Those of us in industries that work to optimize indoor air quality (IAQ) get to see first hand what study after study has shown — that improving ventilation in buildings results in significant productivity improvements. In fact, research has demonstrated that the increased productivity can be valued at an average of $6,500 per employee per year and a 162.5 times return on the costs to improve the ventilation systems.
One prominent study, “Economic, Environmental and Health Implications of Enhanced Ventilation in Office Buildings,” was conducted by the Harvard T.H. Chan School of Public Health’s Center for Health and the Global Environment, SUNY Upstate Medical, Syracuse University and Carrier.
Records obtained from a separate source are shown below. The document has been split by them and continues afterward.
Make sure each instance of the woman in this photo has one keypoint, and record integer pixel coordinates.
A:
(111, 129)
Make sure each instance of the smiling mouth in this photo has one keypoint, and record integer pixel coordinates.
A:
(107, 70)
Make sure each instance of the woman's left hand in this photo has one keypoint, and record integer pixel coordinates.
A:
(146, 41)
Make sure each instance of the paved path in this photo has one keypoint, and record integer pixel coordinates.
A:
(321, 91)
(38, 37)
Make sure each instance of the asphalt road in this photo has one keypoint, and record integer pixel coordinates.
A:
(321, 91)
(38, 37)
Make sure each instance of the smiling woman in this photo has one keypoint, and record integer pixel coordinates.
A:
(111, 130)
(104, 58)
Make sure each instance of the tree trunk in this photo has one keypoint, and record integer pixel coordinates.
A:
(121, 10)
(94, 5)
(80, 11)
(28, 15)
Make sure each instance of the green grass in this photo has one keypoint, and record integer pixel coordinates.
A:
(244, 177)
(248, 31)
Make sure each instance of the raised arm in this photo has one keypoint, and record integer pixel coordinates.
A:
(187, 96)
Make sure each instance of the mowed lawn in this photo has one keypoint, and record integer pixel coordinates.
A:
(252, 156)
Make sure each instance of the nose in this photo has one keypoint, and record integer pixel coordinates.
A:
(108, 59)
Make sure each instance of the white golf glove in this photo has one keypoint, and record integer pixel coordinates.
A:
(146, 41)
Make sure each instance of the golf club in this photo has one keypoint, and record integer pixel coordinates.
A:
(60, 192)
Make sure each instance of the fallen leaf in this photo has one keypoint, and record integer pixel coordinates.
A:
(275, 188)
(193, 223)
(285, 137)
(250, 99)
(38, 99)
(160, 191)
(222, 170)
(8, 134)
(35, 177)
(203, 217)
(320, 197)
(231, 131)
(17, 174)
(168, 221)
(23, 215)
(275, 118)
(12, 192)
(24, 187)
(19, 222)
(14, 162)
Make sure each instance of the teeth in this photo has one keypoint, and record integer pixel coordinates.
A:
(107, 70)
Findings of research on productivity and IAQ factors such as ventilation and temperature
Similar to not having enough natural lighting in our indoor spaces, poor ventilation and air quality are common problems that should be addressed in many office, institutional, and industrial spaces. While green building practices that employ healthier and more energy and resource-efficient design and construction methods can sometimes seem hard to quantify, these advanced methods are proven to have direct and significant effects on the people who occupy our built environment and, in turn, a direct effect on the bottom line of the businesses they work for.
The Harvard research cited above found that in addition to air quality, “temperature had an effect on workers. When they worked under a standard comfortable temperature and humidity range, they performed better on the tests of decision making, independent of which building they were in.”